We've had a memory problem for a long time. I've finally tracked down how to replicate the issue but I do not know what is causing it or how to fix it.
We have a number of cfc's in a web accessible /controller directory that handle for submits and processing. When a cfc is called directly with no method argument the server begins to chew up memory.
For instance an URL like http://www.domain.com/controller/LoginController.cfc will run in the browser until it times out. The /CFIDE has been locked down and is not publically accessible
so the cfexplorer is not (or should not) be available.
We use FusionReactor to monitor our instances. Our servers are set for 20GB of heap space. On a fresh restart after loading the application, memory will cruise around 800MB.
With normal traffic, memory will fluctuate between 5GB and 10GB with regular garbage collection. After awhile, the server eventually reaches 98% capacity. It tends to run there
fine for hours or even days sometimes until some spike in traffic pushes it over and an outofmemory error occurs. Garbage collection recovers no memory and there are no active
long running threads reported by FusionReactor. Only a server restart will recovery it.
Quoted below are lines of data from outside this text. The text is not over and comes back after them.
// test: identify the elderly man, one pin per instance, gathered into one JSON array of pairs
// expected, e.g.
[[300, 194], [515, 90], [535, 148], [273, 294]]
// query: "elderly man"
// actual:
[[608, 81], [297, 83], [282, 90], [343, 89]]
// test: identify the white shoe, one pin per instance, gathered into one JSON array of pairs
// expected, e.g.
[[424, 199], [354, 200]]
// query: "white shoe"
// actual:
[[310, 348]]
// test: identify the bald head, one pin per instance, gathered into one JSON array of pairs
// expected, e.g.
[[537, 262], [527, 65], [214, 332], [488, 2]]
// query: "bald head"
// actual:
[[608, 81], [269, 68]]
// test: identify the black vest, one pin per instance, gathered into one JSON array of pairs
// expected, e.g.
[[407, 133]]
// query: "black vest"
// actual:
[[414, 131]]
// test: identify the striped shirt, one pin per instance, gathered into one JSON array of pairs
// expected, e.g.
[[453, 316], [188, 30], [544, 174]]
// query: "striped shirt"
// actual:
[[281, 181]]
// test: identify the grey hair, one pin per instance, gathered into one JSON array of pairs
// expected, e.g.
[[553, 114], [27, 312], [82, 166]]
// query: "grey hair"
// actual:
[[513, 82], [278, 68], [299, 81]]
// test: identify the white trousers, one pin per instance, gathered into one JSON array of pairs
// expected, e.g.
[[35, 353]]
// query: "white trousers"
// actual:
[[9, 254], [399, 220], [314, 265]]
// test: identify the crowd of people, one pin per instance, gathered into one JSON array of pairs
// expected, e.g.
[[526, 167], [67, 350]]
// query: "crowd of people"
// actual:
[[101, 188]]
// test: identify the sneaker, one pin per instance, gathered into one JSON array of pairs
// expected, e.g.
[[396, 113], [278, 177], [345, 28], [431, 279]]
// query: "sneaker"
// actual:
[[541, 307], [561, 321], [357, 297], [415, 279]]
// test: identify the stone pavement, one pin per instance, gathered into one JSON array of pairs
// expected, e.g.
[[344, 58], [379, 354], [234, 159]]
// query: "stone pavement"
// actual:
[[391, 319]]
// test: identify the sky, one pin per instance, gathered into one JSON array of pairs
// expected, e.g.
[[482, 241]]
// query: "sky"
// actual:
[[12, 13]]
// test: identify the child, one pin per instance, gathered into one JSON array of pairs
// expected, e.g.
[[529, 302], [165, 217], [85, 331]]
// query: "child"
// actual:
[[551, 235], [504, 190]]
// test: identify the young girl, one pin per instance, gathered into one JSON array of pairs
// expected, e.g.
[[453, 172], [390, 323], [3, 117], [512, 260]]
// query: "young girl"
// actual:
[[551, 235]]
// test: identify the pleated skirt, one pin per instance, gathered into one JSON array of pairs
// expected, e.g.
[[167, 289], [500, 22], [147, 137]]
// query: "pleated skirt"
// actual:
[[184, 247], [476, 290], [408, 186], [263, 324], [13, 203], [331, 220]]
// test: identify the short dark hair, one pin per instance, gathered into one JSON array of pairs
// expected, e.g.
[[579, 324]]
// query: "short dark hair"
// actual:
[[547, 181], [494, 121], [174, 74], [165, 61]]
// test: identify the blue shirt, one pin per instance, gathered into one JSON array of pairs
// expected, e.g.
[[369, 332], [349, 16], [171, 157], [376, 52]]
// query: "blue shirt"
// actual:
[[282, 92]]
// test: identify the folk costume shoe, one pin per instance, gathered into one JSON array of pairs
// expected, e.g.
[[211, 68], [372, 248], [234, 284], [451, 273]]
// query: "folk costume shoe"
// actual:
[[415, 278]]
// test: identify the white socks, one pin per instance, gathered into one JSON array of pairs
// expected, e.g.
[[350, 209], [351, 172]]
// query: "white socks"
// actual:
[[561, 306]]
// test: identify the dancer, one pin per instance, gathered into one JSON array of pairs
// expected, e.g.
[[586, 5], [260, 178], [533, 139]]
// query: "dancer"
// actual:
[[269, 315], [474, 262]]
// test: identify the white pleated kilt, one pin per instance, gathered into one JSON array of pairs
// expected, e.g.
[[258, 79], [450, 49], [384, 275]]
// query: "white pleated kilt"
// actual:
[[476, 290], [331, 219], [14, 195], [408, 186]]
Using FusionReactor (which we've just installed which is how I finally got some insight into this issue) I was inspecting the PermGen memory space and found that it accounted for
85% of the heap. This didn't seem right at all. I performed a memory dump and loaded it into MAP through Eclipse to analyze it. I found that there were 10 objects in memory
measuring 1.7GB (1.7x10 is approx 85% of total heap). These objects look like this:
Class Name | Shallow Heap | Retained Heap | Percentage
byte[1769628928] @ 0x4d963b198 ...128.................POST......../controller/LoginController.cfc......../controller/LoginController.cfc........173.14.93.66........173.14.93.66........www.domain.com........443........HTTP/1.1.......;D:\websites\domain\system\controller\Lo...| 1,769,628,944 | 1,769,628,944 | 8.60%
So I restarted CF on one of our servers. Checked FusionReactor and saw no memory usage. Then went to a browser and called the cfc first like this:
http://www.domain.com/controller/LoginController.cfc?method=foo
This resulted in the onMissingMethod handler properly kicking and redirecting to the appropriate error page with no server effect.
But then calling this:
http://www.domain.com/controller/LoginController.cfc
Resulting in a page hang. FusionReactor reports there are no active request even though one is running one which is why we couldn't identify the problem while it was happening. Worse, refreshing the memory sees it slowly increase by tenths of a percentage with no reported activity. The timeout on the server is set to 5 minutes. I'm assuming that eventually it gets killed and then orphaned at 1.7GB. This didn't bring down the server, just spiked the memory where it was now running at a flat 3GB usage where garbage collection recovers nothing. This seems to explain why over time, random calls to these URLs slowly chew up and hold onto memory.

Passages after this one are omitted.